O Kundera, na insustentável leveza, diz que há um provérbio alemão que significa "uma vez não conta", ou "uma vez é nunca". Aquilo que só fizemos uma vez, a primeira e última vez que fazemos alguma coisa, é um não-lugar, é uma Utopia. É um sítio ao qual nunca regressaremos, uma ilha isolada, protegida, a salvo de tudo exceto da nossa memória. E a nossa memória invade essa ilha, invade o sítio onde não voltamos, habita-o, coloniza-o, controla-o, aperfeiço-o, cobre-lhe as sombras. Os outros espaços, os espaços a que voltamos, serão sempre, ironicamente, esboços imperfeitos, sítios inacabados, sítios que a nossa memória não pode mexer, melhorar, sítios piores.

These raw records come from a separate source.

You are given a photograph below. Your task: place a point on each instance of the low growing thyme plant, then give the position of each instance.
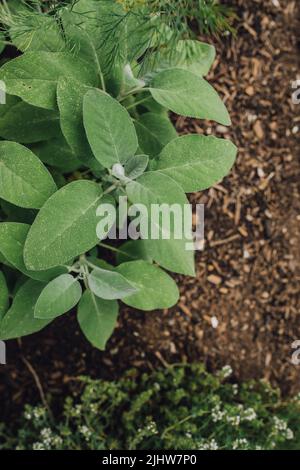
(78, 131)
(182, 407)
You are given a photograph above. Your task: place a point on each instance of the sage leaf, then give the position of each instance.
(57, 153)
(24, 180)
(197, 162)
(154, 132)
(154, 188)
(133, 250)
(4, 296)
(19, 121)
(12, 240)
(109, 285)
(136, 166)
(33, 76)
(97, 318)
(187, 94)
(65, 227)
(58, 297)
(156, 289)
(70, 95)
(109, 128)
(19, 320)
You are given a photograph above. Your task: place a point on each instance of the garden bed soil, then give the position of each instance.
(243, 308)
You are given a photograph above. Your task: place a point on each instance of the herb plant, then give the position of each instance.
(182, 407)
(78, 130)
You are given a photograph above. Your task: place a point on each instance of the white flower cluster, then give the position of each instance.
(226, 371)
(241, 444)
(210, 444)
(280, 427)
(242, 414)
(35, 413)
(86, 432)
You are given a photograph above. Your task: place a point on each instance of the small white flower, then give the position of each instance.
(241, 443)
(249, 414)
(85, 431)
(226, 371)
(38, 446)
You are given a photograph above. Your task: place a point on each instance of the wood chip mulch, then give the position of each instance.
(243, 308)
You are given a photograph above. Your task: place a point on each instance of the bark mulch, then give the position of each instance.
(243, 308)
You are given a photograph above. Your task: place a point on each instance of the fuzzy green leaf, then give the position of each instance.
(133, 250)
(70, 95)
(4, 296)
(19, 121)
(136, 166)
(65, 227)
(155, 188)
(109, 129)
(19, 320)
(154, 132)
(57, 153)
(156, 289)
(12, 240)
(58, 297)
(187, 94)
(196, 162)
(33, 76)
(24, 180)
(97, 318)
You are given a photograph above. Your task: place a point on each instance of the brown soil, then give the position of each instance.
(248, 272)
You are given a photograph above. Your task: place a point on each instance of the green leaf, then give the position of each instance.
(65, 227)
(136, 166)
(70, 95)
(57, 153)
(196, 162)
(24, 180)
(33, 76)
(24, 123)
(109, 128)
(18, 214)
(195, 56)
(133, 250)
(109, 285)
(156, 289)
(154, 132)
(155, 188)
(58, 297)
(187, 94)
(19, 320)
(97, 318)
(4, 296)
(12, 240)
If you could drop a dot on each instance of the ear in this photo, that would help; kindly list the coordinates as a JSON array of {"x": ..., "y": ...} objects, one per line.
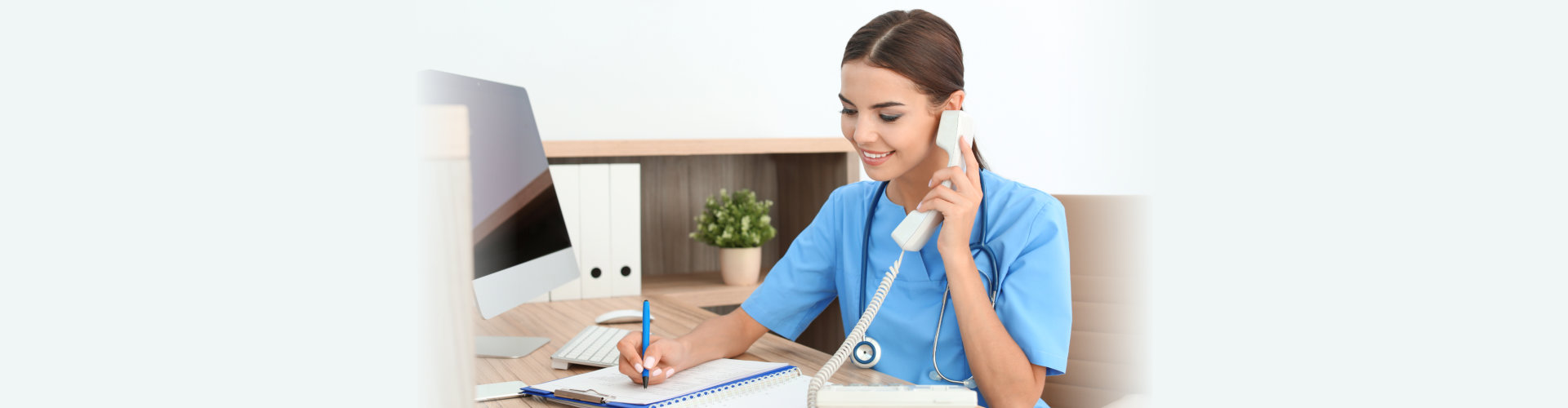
[{"x": 956, "y": 101}]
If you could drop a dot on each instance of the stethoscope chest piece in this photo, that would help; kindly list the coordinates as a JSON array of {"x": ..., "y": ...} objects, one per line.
[{"x": 866, "y": 353}]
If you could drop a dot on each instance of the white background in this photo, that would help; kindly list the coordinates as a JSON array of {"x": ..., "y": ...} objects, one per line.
[
  {"x": 1356, "y": 203},
  {"x": 1049, "y": 83}
]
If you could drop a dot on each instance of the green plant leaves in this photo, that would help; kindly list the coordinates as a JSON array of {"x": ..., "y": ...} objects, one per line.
[{"x": 734, "y": 220}]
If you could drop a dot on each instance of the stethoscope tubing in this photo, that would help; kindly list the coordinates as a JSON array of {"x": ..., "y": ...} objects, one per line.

A partir de março, volto a Londres. Volto ao sítio onde vivi durante vários anos e de onde voltei há seis. Vou desafiar a minha memória a viver no mesmo sítio que eu. Recebi uma proposta profissional que estará próxima do irrecusável. Deixo um organismo público português para um organismo público inglês. A ironia de passar de um organismo público português para um inglês não é aparente. É uma caricatura do tempo histórico que atravessamos.
Mas vou feliz, e voltarei.
Mas vou feliz, e voltarei.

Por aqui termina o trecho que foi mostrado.